Amerika ve Kanadalı Anagold Madencilik, maden sahasında 21.06.2022 günü 20 ton siyanür sızıntısı olduğunu doğrulamıştır. Bunun üzerine Çevre Denetim Ekipleri bölgeye sevk edilerek ‘en üst sınır’ olan 16 Milyon 441 Bin 440 Türk Lirası idari para cezası uygulanmıştır…

Şirketin ÇED raporlarına göre 39 kimyasal madde kullanılmaktadır. “…tesisin yanı başındaki Sabırlı Köyü’nde yaşayan Fatma Tiftik’in 14 Eylül 2020 tarihindeki ölüm nedeninin ‘siyanür zehirlenmesi’ olduğunun tıbbi kayıtlara geçmesiyle ortaya çıkmıştır.”

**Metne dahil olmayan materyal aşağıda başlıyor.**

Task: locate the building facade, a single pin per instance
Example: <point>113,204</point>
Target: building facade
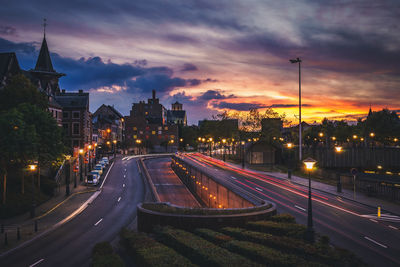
<point>147,127</point>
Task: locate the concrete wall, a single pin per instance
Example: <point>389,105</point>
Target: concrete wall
<point>207,189</point>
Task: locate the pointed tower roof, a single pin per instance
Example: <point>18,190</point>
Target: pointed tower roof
<point>44,61</point>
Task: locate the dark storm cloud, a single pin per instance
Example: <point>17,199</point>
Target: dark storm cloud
<point>237,106</point>
<point>93,72</point>
<point>189,67</point>
<point>214,94</point>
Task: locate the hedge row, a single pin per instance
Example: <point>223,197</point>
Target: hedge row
<point>276,228</point>
<point>165,208</point>
<point>283,243</point>
<point>103,256</point>
<point>201,251</point>
<point>148,252</point>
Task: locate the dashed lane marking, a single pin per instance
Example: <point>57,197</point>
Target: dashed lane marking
<point>36,263</point>
<point>375,242</point>
<point>300,208</point>
<point>99,221</point>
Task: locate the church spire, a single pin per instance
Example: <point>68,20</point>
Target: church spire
<point>44,61</point>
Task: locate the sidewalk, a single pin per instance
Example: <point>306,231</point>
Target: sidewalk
<point>360,197</point>
<point>48,214</point>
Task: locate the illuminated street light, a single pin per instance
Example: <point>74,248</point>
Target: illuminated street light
<point>293,61</point>
<point>309,164</point>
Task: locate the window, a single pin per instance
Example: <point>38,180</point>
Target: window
<point>65,126</point>
<point>75,128</point>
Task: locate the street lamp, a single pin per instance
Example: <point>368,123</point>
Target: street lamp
<point>289,147</point>
<point>338,150</point>
<point>80,165</point>
<point>243,154</point>
<point>293,61</point>
<point>32,169</point>
<point>309,164</point>
<point>223,142</point>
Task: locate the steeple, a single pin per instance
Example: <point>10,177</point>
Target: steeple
<point>44,61</point>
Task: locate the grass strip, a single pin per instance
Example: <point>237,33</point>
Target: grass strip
<point>148,252</point>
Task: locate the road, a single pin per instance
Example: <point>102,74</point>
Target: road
<point>348,224</point>
<point>168,185</point>
<point>71,244</point>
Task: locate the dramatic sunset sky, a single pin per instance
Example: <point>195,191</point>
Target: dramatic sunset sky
<point>216,55</point>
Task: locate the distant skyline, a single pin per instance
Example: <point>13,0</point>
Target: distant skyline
<point>217,55</point>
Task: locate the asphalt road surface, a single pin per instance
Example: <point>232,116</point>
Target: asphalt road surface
<point>348,224</point>
<point>71,244</point>
<point>168,185</point>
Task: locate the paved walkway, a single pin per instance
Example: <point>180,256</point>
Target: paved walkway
<point>360,197</point>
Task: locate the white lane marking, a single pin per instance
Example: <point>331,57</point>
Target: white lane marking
<point>36,263</point>
<point>375,242</point>
<point>99,221</point>
<point>300,208</point>
<point>105,178</point>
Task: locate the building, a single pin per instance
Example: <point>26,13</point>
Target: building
<point>177,115</point>
<point>76,117</point>
<point>108,125</point>
<point>147,127</point>
<point>69,109</point>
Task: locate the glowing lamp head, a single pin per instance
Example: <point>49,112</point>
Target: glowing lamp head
<point>32,167</point>
<point>338,149</point>
<point>309,163</point>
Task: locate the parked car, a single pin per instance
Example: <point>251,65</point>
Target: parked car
<point>98,168</point>
<point>93,178</point>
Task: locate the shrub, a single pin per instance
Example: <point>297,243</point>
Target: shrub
<point>103,256</point>
<point>201,251</point>
<point>284,217</point>
<point>148,252</point>
<point>285,229</point>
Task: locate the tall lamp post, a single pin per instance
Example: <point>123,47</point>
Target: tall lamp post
<point>309,163</point>
<point>80,166</point>
<point>115,147</point>
<point>298,60</point>
<point>32,169</point>
<point>338,150</point>
<point>289,147</point>
<point>243,153</point>
<point>223,143</point>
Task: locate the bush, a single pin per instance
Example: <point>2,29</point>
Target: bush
<point>103,256</point>
<point>148,252</point>
<point>283,229</point>
<point>284,217</point>
<point>201,251</point>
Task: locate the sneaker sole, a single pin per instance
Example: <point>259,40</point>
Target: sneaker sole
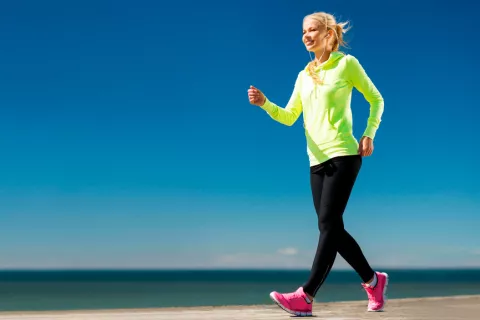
<point>384,294</point>
<point>296,313</point>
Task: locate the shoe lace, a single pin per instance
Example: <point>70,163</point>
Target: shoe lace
<point>369,292</point>
<point>293,295</point>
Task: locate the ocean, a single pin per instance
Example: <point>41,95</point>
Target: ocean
<point>107,289</point>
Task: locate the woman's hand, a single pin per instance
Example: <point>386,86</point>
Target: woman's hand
<point>365,147</point>
<point>256,97</point>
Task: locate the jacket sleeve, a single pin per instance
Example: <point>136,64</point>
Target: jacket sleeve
<point>288,115</point>
<point>361,81</point>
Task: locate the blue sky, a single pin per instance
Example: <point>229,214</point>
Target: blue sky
<point>128,141</point>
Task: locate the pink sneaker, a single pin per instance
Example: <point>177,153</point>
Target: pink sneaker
<point>293,303</point>
<point>377,296</point>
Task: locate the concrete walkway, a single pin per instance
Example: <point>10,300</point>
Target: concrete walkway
<point>448,308</point>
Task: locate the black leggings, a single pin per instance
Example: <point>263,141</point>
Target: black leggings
<point>332,183</point>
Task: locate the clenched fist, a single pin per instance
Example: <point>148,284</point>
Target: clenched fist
<point>256,97</point>
<point>365,147</point>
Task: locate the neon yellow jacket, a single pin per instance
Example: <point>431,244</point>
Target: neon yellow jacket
<point>326,107</point>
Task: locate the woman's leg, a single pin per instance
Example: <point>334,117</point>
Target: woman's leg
<point>331,189</point>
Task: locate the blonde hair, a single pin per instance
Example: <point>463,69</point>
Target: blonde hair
<point>330,23</point>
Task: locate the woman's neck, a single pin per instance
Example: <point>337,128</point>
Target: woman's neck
<point>322,56</point>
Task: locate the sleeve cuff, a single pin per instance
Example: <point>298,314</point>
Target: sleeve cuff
<point>268,106</point>
<point>370,132</point>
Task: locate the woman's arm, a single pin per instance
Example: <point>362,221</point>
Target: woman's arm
<point>288,115</point>
<point>361,81</point>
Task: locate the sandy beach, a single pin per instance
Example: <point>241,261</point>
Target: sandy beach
<point>457,307</point>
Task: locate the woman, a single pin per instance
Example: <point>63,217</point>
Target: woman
<point>322,92</point>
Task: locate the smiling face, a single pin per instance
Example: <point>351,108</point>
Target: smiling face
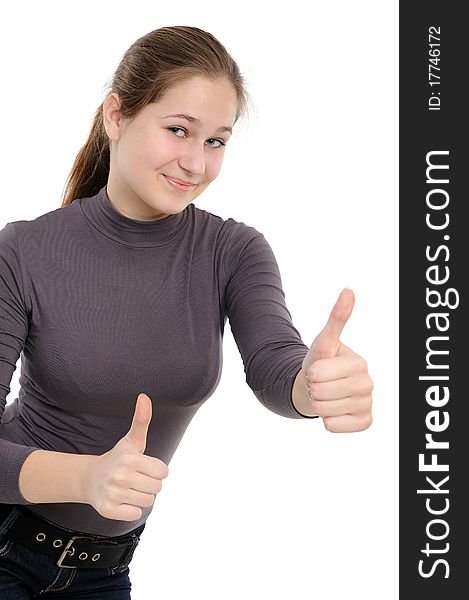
<point>152,151</point>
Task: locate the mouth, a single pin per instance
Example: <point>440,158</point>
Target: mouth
<point>178,184</point>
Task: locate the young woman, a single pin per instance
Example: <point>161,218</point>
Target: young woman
<point>117,303</point>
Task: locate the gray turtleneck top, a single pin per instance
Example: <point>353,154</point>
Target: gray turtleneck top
<point>101,307</point>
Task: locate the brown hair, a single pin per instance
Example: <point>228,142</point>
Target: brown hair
<point>151,65</point>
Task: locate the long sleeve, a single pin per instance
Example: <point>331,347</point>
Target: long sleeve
<point>13,333</point>
<point>270,346</point>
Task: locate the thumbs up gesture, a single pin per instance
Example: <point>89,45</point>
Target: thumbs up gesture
<point>121,481</point>
<point>337,381</point>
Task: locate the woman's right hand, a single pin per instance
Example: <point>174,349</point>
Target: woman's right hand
<point>121,481</point>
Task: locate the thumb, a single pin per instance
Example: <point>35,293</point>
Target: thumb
<point>140,422</point>
<point>327,342</point>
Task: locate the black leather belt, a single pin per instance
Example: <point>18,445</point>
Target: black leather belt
<point>70,549</point>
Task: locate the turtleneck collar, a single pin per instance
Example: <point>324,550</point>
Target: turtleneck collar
<point>131,232</point>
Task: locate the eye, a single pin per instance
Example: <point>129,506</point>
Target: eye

Anagold Madencilik maden sahasında yılda 11 bin ton siyanür ve binlerce ton sülfirik asit kullanılmaktadır…ÇED dosyasında yer alan bilgilere göre şirket, 10 adet buharlaştırıcı (evaportörler) inşa edecek. Bu buharlaştırıcılar ile birlikte zehir havuzunda biriken kimyasallar buharlaştırılarak atmosfere salınıyor. Dünyada ikinci bir örneği yok, burası kaçak nükleer tesisten daha tehlikeli. Bölgede kuş ölümleri ile gündeme gelen olayda yalnızca kuşların değil insan ölümleri ve sakat doğumları da gerçekleşiyor. Havuzdan su içen kuşlar tekrar uçamıyor. Küresel güçlerin altın çıkarma rantı uğruna İliç ikinci bir “Çernobil vakası” yaşanacak bir bölge haline getirilmiştir.

Altın Madeni Fay Hattı Üstünde Bulunuyor

TMMOB Jeoloji Mühendisleri Odası, Anagold Madencilik Sanayi ve Ticaret A.Ş. tarafından Erzincan İliç de işletilen Çöpler Altın Madeninde yaşanan facia ile ilgili yaptığı açıklamada madenin Türkiye Diri Fay Haritasında aktif olduğu ve Munzur segmenti olarak tanımlanan bir fay hattının üzerinde olduğunu ancak bu fay hattının işletme projeleri hazırlanırken dikkate alınmadığını belirtmiştir.

Cezayirlioğlu’nun avukatı İsmail Hakkı Atal, “Atık havuzunu büyütmek istiyorlar. Biraz ilerisinde Fırat Nehri var. 197 futbol sahası büyüklüğündeki bu atık havuzu, 600 futbol sahası büyüklüğüne çıkarılmak isteniyor. Burada meydana gelebilecek herhangi bir deprem sonrasında buradaki siyanürlü, sülfürik asit, içinde yüzlerce zehirli kimyasal toksin madde barındıran sülfürik asit bileşikleri tüm Türkiye’yi zehirleyebilir. Aşağıdaki Fırat Nehri ile Harran Ovası sulanıyor. Keban Barajı’nın suyu buradan gidiyor” dedi.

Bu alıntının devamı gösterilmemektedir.